39

I reading this code, and have this line

 switch (!!up + !!left) {

what is !! operator ? two logical NOT ?

9
  • Yup. Sounds like whoever wrote that didn't quite know what they were doing.
    – AndyG
    Apr 24, 2012 at 23:13
  • 5
    Did you think to, you know, try it and find out? Apr 24, 2012 at 23:14
  • 3
    @SauceMaster: On the contrary. The double not trick is used very often. The Linux kernel source has some uses of it, and I'm pretty sure that the kernel hackers know what they are doing.
    – C2H5OH
    Apr 24, 2012 at 23:15
  • 11
    It's the logical-yes operator. Apr 24, 2012 at 23:25
  • 5
    @weston (up || left) will yield 0 or 1, whereas (!!up + !!left) will yield 0, 1, or 2.
    – kittemon
    Apr 27, 2012 at 17:17

4 Answers 4

59

yes, it's two nots.

!!a is 1 if a is non-zero and 0 if a is 0

You can think of !! as clamping, as it were, to {0,1}. I personally find the usage a bad attempt to appear fancy.

4
  • 18
    not to be confused with a double knot, which is hard to get out of.
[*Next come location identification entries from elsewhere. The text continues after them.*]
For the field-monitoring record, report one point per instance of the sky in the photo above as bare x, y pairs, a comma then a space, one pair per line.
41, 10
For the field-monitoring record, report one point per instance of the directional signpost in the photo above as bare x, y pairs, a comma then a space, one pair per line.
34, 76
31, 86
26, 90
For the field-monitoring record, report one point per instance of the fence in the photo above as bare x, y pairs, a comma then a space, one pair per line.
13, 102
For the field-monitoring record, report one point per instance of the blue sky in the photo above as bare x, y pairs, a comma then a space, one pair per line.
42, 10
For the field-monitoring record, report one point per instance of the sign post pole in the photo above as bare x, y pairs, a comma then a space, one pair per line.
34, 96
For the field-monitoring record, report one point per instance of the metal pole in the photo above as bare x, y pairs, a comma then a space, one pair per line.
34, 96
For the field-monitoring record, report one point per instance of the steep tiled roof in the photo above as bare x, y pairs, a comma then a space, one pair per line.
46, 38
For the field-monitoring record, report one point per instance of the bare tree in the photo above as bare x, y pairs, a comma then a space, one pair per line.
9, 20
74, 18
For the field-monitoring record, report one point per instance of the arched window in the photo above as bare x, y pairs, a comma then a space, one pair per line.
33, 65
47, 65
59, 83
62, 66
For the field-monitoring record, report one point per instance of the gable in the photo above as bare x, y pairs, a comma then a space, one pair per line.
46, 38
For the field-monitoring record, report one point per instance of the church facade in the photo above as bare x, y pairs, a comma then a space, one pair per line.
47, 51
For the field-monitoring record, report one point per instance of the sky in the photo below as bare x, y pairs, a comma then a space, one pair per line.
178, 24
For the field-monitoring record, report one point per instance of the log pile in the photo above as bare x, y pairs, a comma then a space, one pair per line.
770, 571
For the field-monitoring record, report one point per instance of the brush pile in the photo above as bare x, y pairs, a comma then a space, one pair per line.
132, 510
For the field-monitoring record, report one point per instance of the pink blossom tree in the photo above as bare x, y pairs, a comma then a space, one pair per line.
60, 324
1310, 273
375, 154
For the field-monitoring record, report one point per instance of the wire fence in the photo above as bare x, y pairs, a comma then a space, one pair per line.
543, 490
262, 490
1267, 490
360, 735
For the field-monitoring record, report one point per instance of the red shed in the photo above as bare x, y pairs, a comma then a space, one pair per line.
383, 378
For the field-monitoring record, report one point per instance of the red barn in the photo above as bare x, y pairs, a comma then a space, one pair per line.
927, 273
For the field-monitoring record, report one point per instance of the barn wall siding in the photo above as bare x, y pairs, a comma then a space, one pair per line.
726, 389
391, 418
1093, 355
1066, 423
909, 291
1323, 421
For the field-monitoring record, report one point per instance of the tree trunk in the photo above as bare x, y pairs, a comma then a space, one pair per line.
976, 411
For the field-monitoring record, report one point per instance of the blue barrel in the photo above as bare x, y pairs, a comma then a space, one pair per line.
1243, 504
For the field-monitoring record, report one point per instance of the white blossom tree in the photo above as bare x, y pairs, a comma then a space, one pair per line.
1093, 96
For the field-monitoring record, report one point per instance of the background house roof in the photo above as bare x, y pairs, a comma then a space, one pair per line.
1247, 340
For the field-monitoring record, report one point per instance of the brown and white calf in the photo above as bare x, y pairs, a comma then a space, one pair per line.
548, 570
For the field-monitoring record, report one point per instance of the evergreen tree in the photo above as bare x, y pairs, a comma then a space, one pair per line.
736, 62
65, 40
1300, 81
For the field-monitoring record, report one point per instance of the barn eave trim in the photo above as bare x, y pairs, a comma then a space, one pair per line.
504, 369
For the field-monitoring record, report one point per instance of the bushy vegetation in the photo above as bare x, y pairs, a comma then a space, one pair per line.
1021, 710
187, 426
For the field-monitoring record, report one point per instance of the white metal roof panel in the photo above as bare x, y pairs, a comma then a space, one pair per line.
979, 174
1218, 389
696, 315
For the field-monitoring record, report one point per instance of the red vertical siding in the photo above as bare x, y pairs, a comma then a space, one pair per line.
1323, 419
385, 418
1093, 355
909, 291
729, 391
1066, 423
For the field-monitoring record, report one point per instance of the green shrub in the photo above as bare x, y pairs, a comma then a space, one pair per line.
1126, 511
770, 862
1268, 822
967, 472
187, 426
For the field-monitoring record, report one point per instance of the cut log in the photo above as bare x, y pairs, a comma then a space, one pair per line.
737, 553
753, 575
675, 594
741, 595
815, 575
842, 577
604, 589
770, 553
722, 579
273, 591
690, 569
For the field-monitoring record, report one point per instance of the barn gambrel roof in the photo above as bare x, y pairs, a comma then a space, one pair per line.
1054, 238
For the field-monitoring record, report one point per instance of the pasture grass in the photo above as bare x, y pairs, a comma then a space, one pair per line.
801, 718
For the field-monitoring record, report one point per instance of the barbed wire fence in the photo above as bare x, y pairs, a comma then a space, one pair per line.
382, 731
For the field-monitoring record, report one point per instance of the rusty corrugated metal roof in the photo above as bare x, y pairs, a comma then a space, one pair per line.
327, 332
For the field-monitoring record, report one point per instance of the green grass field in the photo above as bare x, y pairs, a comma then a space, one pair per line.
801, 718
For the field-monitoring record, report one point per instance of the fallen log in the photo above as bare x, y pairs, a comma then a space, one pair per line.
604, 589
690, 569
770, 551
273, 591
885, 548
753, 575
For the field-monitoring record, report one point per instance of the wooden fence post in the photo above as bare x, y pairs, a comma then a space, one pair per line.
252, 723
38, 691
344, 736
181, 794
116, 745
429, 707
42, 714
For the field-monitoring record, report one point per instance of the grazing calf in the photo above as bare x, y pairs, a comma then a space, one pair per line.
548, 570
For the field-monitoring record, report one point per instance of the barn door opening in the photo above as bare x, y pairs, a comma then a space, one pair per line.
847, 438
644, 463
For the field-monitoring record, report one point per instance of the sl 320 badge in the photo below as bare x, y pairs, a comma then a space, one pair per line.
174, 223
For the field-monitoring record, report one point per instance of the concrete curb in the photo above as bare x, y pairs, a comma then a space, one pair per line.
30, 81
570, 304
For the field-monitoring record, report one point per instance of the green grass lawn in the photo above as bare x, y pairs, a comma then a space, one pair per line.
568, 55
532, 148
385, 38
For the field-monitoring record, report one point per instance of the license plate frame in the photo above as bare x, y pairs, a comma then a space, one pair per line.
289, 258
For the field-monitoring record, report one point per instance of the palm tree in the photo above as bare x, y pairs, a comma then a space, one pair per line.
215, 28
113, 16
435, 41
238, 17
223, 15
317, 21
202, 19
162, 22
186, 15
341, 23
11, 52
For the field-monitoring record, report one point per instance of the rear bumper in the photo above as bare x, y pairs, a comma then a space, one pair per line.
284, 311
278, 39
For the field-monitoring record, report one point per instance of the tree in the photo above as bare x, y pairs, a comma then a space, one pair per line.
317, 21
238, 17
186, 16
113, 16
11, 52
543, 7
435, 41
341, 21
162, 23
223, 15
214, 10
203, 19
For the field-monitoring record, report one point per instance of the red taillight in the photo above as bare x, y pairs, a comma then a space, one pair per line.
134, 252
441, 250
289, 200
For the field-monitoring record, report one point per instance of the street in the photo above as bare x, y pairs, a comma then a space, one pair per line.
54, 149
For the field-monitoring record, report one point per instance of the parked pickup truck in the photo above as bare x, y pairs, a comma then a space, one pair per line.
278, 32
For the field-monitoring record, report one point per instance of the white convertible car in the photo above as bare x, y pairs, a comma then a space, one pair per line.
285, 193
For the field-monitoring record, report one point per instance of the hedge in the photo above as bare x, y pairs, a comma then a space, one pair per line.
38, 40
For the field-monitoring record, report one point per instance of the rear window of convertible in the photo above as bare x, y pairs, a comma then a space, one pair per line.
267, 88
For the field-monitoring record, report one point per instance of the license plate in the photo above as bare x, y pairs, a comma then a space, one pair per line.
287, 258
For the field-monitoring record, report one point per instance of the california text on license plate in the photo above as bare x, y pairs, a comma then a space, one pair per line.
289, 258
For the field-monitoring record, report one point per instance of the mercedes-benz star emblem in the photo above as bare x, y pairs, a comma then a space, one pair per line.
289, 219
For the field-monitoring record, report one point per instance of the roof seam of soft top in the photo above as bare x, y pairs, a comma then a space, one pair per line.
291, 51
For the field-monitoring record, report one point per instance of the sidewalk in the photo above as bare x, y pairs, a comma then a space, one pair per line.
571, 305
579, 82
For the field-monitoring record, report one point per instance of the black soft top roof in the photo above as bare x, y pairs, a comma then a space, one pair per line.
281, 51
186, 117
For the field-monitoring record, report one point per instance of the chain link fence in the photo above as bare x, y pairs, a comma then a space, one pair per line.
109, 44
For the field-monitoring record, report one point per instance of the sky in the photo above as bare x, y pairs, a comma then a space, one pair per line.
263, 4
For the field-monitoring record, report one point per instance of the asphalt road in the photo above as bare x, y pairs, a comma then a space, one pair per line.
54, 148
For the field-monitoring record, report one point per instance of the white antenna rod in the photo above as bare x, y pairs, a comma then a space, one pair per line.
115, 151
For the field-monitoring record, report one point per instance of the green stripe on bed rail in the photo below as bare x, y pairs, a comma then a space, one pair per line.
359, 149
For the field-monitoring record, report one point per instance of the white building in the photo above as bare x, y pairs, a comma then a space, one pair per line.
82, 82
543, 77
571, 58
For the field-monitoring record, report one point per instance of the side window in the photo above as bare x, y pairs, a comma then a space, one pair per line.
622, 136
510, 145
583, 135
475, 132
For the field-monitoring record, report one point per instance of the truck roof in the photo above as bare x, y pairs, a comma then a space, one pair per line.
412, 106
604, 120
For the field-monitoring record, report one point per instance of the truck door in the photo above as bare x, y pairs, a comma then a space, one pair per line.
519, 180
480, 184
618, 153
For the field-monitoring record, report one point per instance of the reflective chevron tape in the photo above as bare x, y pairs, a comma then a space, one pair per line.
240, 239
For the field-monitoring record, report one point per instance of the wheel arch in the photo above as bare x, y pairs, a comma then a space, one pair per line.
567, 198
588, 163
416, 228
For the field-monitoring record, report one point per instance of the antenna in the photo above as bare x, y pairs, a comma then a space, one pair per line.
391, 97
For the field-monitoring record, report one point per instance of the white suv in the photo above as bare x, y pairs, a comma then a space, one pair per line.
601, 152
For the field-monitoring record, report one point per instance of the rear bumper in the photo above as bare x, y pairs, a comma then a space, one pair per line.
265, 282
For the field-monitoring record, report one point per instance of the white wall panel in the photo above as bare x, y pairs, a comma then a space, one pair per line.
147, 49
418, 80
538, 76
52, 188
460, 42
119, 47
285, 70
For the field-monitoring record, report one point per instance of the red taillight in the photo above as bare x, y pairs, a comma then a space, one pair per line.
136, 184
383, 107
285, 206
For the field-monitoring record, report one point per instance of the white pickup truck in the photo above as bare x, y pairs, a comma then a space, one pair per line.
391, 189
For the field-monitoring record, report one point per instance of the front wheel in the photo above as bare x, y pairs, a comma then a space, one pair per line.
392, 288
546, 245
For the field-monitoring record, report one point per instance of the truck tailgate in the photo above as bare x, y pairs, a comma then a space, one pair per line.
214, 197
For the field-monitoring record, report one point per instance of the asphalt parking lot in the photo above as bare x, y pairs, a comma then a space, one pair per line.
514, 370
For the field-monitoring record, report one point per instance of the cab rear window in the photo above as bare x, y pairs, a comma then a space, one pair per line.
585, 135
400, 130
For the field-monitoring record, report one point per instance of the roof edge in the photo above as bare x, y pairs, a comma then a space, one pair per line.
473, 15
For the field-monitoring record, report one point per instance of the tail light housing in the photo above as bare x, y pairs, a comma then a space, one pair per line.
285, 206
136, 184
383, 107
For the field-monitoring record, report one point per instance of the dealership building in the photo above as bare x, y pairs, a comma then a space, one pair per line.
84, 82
Apr 24, 2012 at 23:14
  • 6
    It's not so much "clamping" as it is "normalizing".
    – kittemon
    Apr 24, 2012 at 23:18
  • 9
    If you don't like it, what would you prefer? (_Bool) (or (bool) if stdbool.h has been included) works on C99 but it seems gratuitously dependent on C99, and I find a lot fewer people understand how cast-to-bool works than understand the !! idiom. The other alternative, expr?1:0, is just ugly and gratuitously verbose. Apr 25, 2012 at 0:06
  • "a bad attempt to appear fancy" 💕
    – Rob
    Apr 14, 2020 at 18:43
15

You can imagine it like this:

!(!(a))

If you do it step by step, this make sense

result = !42;    //Result = 0
result = !(!42)  //Result = 1 because !0 = 1  

This will return 1 with any number (-42, 4.2f, etc.) but only with 0, this will happens

result = !0;    //Result = 1
result = !(!0)  //result = 0
8

!! is a more-portable (pre-C99) alternative to (_Bool).

4

You're right. It's two nots. To see why one would do this, try this code:

#include <stdio.h>

int foo(const int a)
{
    return !!a;
}

int main()
{
    const int b = foo(7);
    printf(
        "The boolean value is %d, "
        "where 1 means true and 0 means false.\n",
        b
    );
    return 0;
}

It outputs The boolean value is 1, where 1 means true and 0 means false. If you drop the !!, though, it outputs The boolean value is 7, where 1 means true and 0 means false.